I don’t think Marian Keyes would argue with any of the general advice on a healthy lifestyle. Although she says she has eaten a lot of her own creations, she has made and baked for family, friends and total strangers simply for the creative outlet. I understand this feeling and in the midst of crippling anxiety the desire to bake a batch of scones has given me a brief respite from the grip of panic. If I can just get them in the oven I won’t die…

In any event, one of the best ‘moodboosters’ is to get outside in the fresh air and just walk; or garden  – get an allotment or plant some pots. Exercise, once you can take the first step outdoors, has its own addictive properties. Addictive but healthy.

And best of all it burns off cupcakes and flapjacks.

Yes, walnuts are great brain food – so add them to a cake. Oatmeal helps in the release of the chemical seratonin – what many of those with depression lack – and as it is slow to digest it keeps you fuller longer. What better reason to eat Keyes’s Defibrillator Cubes? And dark chocolate? A ‘Black Hole’ Chocolate Cheesecake will get those endorphins going.

My only gripe with books such as this one (Hairy Bikers, Lorraine Pascale et al)  is the undeniable expense necessary to experiment with most of the recipes. This is particularly important when you are linking a recipe book to a health issue.
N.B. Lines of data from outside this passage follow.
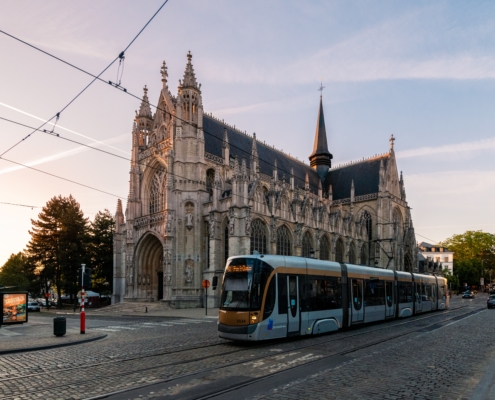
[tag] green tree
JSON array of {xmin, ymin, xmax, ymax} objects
[
  {"xmin": 88, "ymin": 210, "xmax": 115, "ymax": 295},
  {"xmin": 0, "ymin": 252, "xmax": 36, "ymax": 294},
  {"xmin": 27, "ymin": 195, "xmax": 87, "ymax": 306}
]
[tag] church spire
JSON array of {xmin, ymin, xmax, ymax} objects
[
  {"xmin": 138, "ymin": 85, "xmax": 152, "ymax": 119},
  {"xmin": 309, "ymin": 90, "xmax": 333, "ymax": 180},
  {"xmin": 179, "ymin": 52, "xmax": 201, "ymax": 90}
]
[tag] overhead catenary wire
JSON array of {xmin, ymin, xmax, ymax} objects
[
  {"xmin": 0, "ymin": 25, "xmax": 444, "ymax": 245},
  {"xmin": 0, "ymin": 0, "xmax": 168, "ymax": 157},
  {"xmin": 0, "ymin": 112, "xmax": 444, "ymax": 243}
]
Marian Keyes says she became a one-woman cake factory and she is in the fortunate position of being able to afford the ingredients. Marketing and supermarket executives would say these books are ‘aspirational’ but in truth they are in danger of adding to the ‘celebrity chef effect’. We spend so much time watching cookery programmes and reading cookery books that we don’t have the time, or perhaps inclination to actually cook.

However, this book is not really about austerity, or about the growing divide between those that can afford to eat good healthy food and those that can’t. Generations of children have grown up with grannies, aunties and mums who baked cakes, even on the tightest budgets and if what Marian Keyes says is true, even making batches of relatively inexpensive scones and fairy cakes would have a therapeutic effect. And at times like this, when there seems so little pleasure in so many aspects of our daily lives there is much to be said for the book’s nostalgic feel.
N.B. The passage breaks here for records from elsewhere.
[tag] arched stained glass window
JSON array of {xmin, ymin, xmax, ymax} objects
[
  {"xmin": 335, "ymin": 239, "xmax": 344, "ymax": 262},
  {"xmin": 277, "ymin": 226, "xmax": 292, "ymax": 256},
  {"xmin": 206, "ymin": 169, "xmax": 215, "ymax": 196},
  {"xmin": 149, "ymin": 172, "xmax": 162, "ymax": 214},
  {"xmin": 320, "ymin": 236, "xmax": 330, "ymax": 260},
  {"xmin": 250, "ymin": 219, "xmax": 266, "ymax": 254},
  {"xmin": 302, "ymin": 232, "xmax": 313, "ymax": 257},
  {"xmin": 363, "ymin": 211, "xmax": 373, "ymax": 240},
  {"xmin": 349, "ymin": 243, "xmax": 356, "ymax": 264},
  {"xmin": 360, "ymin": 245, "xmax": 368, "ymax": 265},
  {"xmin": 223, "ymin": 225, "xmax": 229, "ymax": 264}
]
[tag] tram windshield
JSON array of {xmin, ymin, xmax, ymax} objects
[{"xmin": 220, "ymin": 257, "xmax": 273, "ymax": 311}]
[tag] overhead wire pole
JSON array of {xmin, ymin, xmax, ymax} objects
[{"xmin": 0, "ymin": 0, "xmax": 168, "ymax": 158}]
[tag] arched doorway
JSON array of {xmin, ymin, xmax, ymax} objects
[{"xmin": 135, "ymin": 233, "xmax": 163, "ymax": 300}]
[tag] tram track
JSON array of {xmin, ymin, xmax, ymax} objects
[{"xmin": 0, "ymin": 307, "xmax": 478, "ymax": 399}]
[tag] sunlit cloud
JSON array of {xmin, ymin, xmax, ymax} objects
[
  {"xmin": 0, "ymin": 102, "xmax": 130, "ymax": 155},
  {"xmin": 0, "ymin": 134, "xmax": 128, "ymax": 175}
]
So I say ‘hoorah’ for Marian Keyes. I feel better for just having her book on my worktop.

‘Saved by Cake’ by Marian Keyes was published on 16th February 2012 by Michael Joseph

3 Replies to “‘Mood Food’ or Marian Keyes? ‘Saved by Cake’ & managing depression with diet”

  1. I’ve seen this book on the shelf and had no idea thats what it was about- Im going to get a copy as i completely ‘get’ the therapeutic nature of making and creating something especially in baking, I do it every week, its like a compulsion, but Im dieting too so I make and dont eat – just give away

  2. I rediscovered baking last year, I find the mixing process very therapeutic, and to watch a cake rising in the oven is far more exciting than any television programme. Then when you gently tap it onto the cooling rack you get the pleasure of the aroma of fresh baked cake, all this before you enjoy it, you can’t go wrong!